The declaration clarifies that the proposal is payment for historic ecological and social debts between developed countries and poor countries. Therefore, it should not be part of the lucrative Clean Development Mechanism (carbon credits) of the Kyoto Protocol, nor should it generate additional external debt, become debt-for-nature swap, or be conditioned on a free trade agreement.  “Those who support the Yasuní initiative will truly become precursors of the new post-oil civilization”, says the declaration.

“We appeal to European governments, led by Germany, Spain and Belgium who have already shown their sympathy towards this initiative, to contribute politically and economically to this impressive initiative which is now under threat”.

Source:

Rainforest Rescue, “Manifest to sign on: Moving towards a low carbon, energy supply solution”

http://www.rainforest-rescue.org/protestaktion.php?id=556

3. Syngenta + CIMMYT = GM Wheat

The European biotechnology firm Syngenta and the International Center of Research for the Improvement of Corn and Wheat (CIMMYT) announced on April 6 that they will join forces to develop varieties of wheat, both conventional and GM. Syngenta, formed in 2000 with the merger of the agricultural divisions of Novartis and AstraZeneca, is the second largest pesticide company in the world and ranks third in the global seed market (topped only by the American firms Monsanto and Dupont).

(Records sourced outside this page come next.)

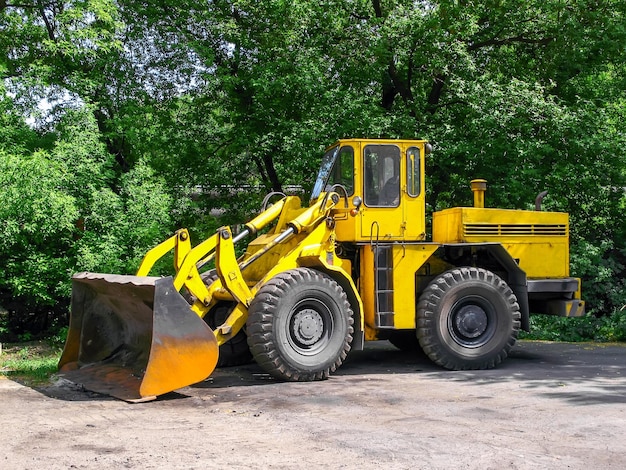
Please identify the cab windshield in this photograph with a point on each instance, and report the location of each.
(322, 177)
(337, 168)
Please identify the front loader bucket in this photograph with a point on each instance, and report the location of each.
(134, 337)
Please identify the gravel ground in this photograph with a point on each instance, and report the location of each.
(550, 405)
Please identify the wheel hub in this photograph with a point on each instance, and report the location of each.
(471, 321)
(308, 327)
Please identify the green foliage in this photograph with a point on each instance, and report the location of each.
(588, 328)
(31, 365)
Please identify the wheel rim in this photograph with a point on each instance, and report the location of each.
(310, 326)
(472, 321)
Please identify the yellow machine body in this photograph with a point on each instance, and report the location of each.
(317, 280)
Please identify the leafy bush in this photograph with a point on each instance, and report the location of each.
(587, 328)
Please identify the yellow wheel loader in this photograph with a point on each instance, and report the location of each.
(316, 282)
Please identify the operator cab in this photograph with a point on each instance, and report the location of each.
(384, 182)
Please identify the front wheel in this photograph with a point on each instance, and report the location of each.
(300, 325)
(467, 318)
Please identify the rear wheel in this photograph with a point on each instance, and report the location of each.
(300, 325)
(467, 318)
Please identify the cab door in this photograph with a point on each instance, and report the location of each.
(381, 215)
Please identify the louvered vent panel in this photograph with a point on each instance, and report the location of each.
(529, 230)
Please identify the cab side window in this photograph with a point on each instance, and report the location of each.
(413, 171)
(382, 175)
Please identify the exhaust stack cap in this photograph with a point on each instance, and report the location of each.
(479, 186)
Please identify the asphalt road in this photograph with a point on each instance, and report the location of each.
(550, 405)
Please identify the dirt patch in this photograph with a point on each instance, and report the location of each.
(549, 405)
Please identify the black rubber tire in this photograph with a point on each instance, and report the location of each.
(405, 340)
(467, 318)
(235, 352)
(300, 325)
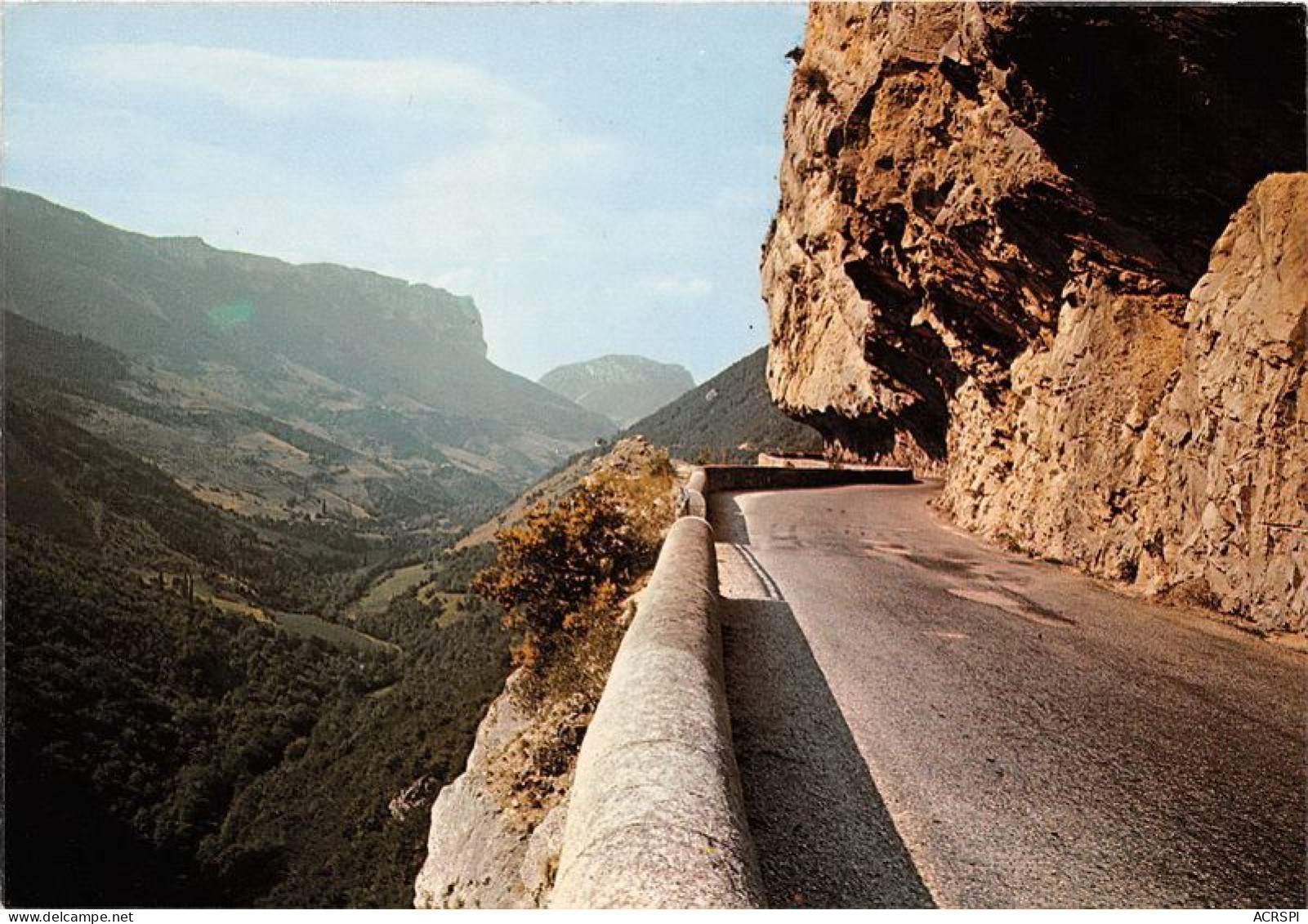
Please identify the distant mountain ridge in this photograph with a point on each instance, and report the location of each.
(729, 417)
(622, 386)
(352, 355)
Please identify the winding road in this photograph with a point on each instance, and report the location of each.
(921, 719)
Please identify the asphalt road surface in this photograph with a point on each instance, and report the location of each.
(921, 719)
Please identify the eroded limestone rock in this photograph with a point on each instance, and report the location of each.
(993, 226)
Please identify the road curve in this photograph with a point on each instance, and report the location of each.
(921, 719)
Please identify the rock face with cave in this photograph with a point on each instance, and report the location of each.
(1038, 250)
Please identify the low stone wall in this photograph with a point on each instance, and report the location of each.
(655, 817)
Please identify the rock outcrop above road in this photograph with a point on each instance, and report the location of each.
(999, 254)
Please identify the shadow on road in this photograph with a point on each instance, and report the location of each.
(823, 832)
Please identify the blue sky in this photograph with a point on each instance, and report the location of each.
(598, 177)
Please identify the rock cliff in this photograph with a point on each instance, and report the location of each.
(999, 256)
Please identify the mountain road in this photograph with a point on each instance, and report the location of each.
(922, 720)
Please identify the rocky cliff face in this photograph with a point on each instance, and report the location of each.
(999, 254)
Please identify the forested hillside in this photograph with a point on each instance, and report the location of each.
(729, 417)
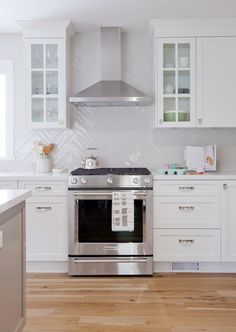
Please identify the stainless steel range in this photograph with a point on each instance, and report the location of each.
(95, 248)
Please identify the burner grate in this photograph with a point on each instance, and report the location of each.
(115, 171)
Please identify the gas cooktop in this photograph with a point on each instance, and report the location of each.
(110, 178)
(114, 171)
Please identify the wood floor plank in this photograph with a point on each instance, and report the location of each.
(164, 303)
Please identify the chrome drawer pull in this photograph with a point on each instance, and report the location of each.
(136, 260)
(43, 188)
(110, 248)
(186, 208)
(187, 188)
(186, 241)
(43, 208)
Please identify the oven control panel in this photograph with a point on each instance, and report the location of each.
(110, 181)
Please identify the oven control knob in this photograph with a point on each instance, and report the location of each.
(73, 180)
(146, 180)
(136, 180)
(109, 180)
(84, 180)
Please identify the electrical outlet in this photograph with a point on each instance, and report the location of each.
(1, 240)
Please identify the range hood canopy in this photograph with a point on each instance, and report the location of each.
(110, 91)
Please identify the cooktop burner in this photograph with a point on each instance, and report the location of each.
(115, 171)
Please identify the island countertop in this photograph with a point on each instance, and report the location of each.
(10, 198)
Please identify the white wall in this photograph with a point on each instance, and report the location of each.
(124, 136)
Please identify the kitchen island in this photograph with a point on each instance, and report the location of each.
(12, 259)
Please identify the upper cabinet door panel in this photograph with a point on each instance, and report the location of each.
(216, 81)
(175, 82)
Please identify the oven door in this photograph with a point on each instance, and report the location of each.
(90, 225)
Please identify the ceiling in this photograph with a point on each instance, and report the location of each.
(88, 15)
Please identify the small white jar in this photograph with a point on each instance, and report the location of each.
(43, 164)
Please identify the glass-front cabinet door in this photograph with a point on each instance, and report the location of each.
(175, 82)
(46, 83)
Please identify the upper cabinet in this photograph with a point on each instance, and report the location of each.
(176, 82)
(216, 82)
(46, 73)
(195, 73)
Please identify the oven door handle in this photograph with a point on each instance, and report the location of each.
(136, 260)
(83, 193)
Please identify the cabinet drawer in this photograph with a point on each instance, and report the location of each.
(186, 212)
(8, 184)
(46, 229)
(187, 245)
(186, 188)
(42, 188)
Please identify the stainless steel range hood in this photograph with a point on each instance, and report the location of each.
(110, 91)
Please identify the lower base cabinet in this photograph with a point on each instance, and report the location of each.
(46, 229)
(12, 269)
(228, 229)
(181, 245)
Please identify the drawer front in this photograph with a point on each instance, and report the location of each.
(186, 188)
(46, 229)
(187, 245)
(42, 188)
(183, 212)
(8, 184)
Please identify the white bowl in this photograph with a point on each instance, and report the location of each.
(57, 170)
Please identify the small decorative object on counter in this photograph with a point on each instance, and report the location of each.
(173, 169)
(90, 162)
(43, 161)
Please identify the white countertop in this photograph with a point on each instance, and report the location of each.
(8, 176)
(32, 176)
(206, 176)
(10, 198)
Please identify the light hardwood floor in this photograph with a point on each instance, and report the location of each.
(163, 303)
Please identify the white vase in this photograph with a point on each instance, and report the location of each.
(43, 164)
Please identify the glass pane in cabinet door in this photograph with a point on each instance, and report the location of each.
(51, 82)
(169, 82)
(183, 109)
(169, 55)
(52, 109)
(52, 56)
(36, 82)
(169, 110)
(37, 111)
(183, 81)
(37, 56)
(184, 55)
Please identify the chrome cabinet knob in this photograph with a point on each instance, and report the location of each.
(136, 180)
(73, 180)
(146, 180)
(84, 180)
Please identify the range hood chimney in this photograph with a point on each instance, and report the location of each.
(110, 91)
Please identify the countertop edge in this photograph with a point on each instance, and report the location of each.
(11, 197)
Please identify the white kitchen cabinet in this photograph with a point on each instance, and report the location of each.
(187, 221)
(46, 221)
(229, 221)
(216, 81)
(210, 50)
(46, 73)
(46, 229)
(187, 212)
(8, 184)
(184, 245)
(175, 74)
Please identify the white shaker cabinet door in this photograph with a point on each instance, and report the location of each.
(46, 229)
(228, 231)
(216, 82)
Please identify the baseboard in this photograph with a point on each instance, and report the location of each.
(46, 267)
(214, 267)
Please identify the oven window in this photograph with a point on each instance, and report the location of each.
(94, 223)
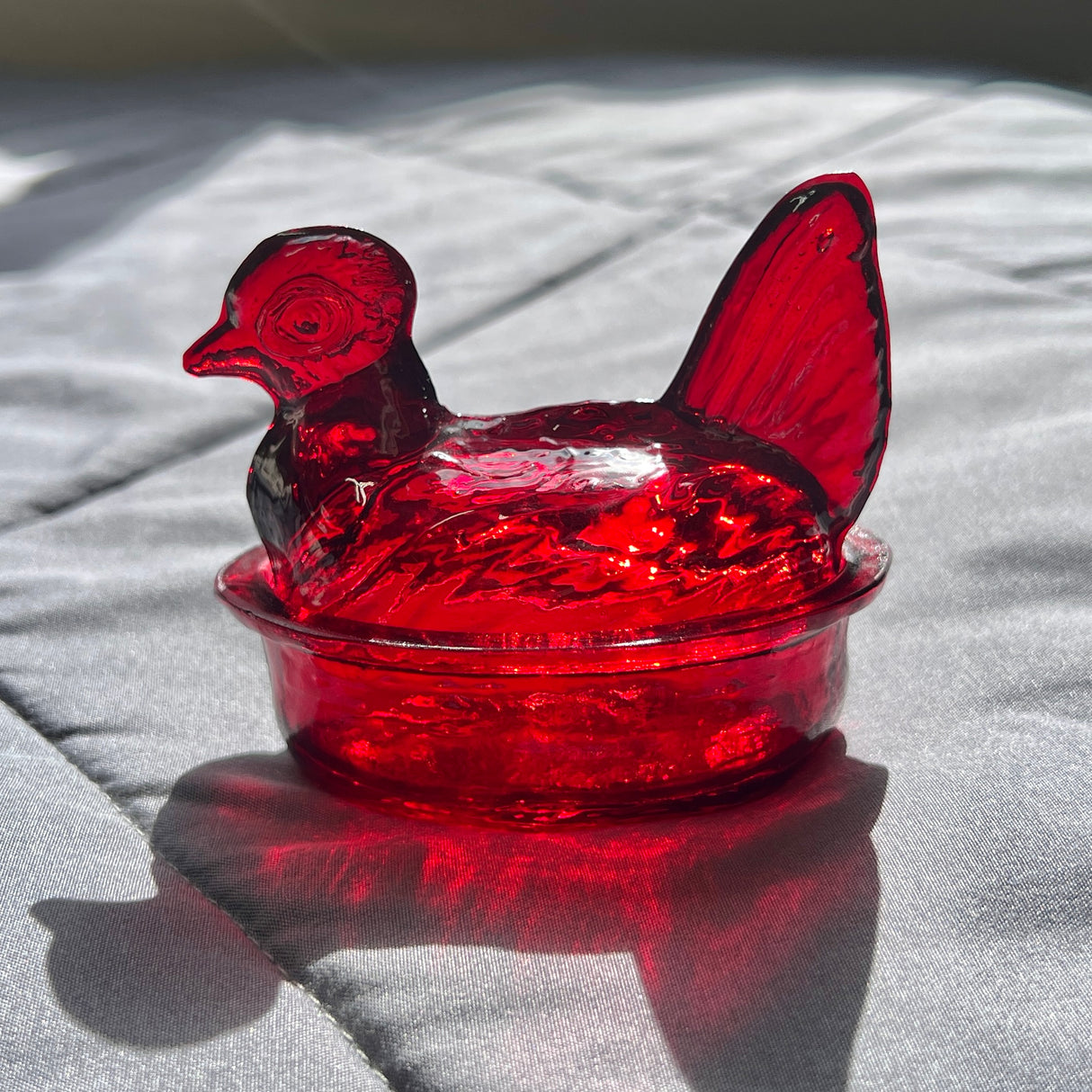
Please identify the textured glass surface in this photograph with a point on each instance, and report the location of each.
(668, 579)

CIMMYT, located in Mexico and founded by the Mexican government and the Rockefeller Foundation in 1943, a public sector international agricultural research center that played a very important role in the so-called “green revolution”, the name given to the export of the American model of industrial monoculture to poor developing countries promoted by, among others, the World Bank, the Rockefeller Foundation, the government of the US, and the UN.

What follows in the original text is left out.